Your question in fact has multiple layers. I’ll try to address them one by one.
1. Nested class
The name of a nested class is in the scope of the enclosing class. This is the only thing important about the nested class. It does not change the memory layout or alignment requirement of the enclosing class. For example:
struct X1 {
int p;
struct A {
double q;
};
};
sizeof(X1)
is 4 and alignof(X1)
is 4.
However, this is different:
struct X2 {
int p;
struct A {
double q;
} a; // --> Note this part
};
Now that A a
is a data member of X2, sizeof(X2)
is 16 and alignof(X2)
is 8.
2. Empty class size
The size of any object or member subobject is required to be at least 1 even if the type is an empty class type.
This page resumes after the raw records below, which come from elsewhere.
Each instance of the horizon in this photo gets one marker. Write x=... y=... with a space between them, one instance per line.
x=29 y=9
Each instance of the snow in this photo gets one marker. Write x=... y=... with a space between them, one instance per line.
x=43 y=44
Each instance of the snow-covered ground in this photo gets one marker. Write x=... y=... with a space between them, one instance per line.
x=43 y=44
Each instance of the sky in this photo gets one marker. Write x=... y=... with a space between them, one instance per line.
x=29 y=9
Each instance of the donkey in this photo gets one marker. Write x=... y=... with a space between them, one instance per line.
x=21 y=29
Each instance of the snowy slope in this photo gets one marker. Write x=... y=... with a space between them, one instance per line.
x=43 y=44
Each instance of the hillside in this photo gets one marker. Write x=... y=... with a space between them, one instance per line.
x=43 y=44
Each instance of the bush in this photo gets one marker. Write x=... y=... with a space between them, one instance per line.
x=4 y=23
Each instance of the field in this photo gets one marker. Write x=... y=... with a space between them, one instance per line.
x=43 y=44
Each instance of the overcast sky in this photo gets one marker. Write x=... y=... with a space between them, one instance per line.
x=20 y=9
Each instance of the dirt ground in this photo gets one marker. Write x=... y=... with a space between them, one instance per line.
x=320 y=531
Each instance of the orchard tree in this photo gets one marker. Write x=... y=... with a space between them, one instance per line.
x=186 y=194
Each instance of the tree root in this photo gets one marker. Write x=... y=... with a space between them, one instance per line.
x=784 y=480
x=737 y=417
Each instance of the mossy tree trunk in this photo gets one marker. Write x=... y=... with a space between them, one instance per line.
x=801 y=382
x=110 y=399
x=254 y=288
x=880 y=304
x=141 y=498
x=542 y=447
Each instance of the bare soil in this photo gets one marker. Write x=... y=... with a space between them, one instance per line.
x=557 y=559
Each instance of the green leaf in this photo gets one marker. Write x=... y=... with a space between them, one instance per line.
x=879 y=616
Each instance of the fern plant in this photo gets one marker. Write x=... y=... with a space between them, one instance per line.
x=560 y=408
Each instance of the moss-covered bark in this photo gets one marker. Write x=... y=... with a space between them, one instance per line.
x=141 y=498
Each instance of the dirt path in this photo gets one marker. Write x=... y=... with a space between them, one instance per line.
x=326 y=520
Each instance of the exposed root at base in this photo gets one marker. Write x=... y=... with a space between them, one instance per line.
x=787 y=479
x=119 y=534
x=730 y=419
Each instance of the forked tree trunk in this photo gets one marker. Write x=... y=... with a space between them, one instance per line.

This means:
struct X3 {
};
Both sizeof(X3)
and alignof(X3)
are 1. This is actually what’s happened to your second printf
: S2
is an empty class (with S
being its nested class), so its alignment requirement is 1.
3. std::aligned_storage
I’m not an expert in libcu++, but from the standpoint of C++, the way you use std::aligned_storage
for aligned buffer is incorrect. It should be:
std::aligned_storage<Len,Align>::type buf; // C++11
std::aligned_storage_t<Len,Align> buf; // since C++14
A sample implementation of std::aligned_storage
is given here. It has only a nested class, and consequently its size and alignment requirement are both 1. This is what’s happened to your first printf
.
Nit: std::aligned_storage
is to be deprecated in C++23. I guess libcu++
will take this into account and eventually deprecate it too. Consider simply implementing your own aligned buffer.
4. alignof operator
To conform to the C++ standard, you probably should pass a type rather than an object to align(T)
. Consider using one of the following instead:
alignof(decltype(ss)); // C++
__alignof(ss); // CUDA built-in
__alignof(S2); // CUDA built-in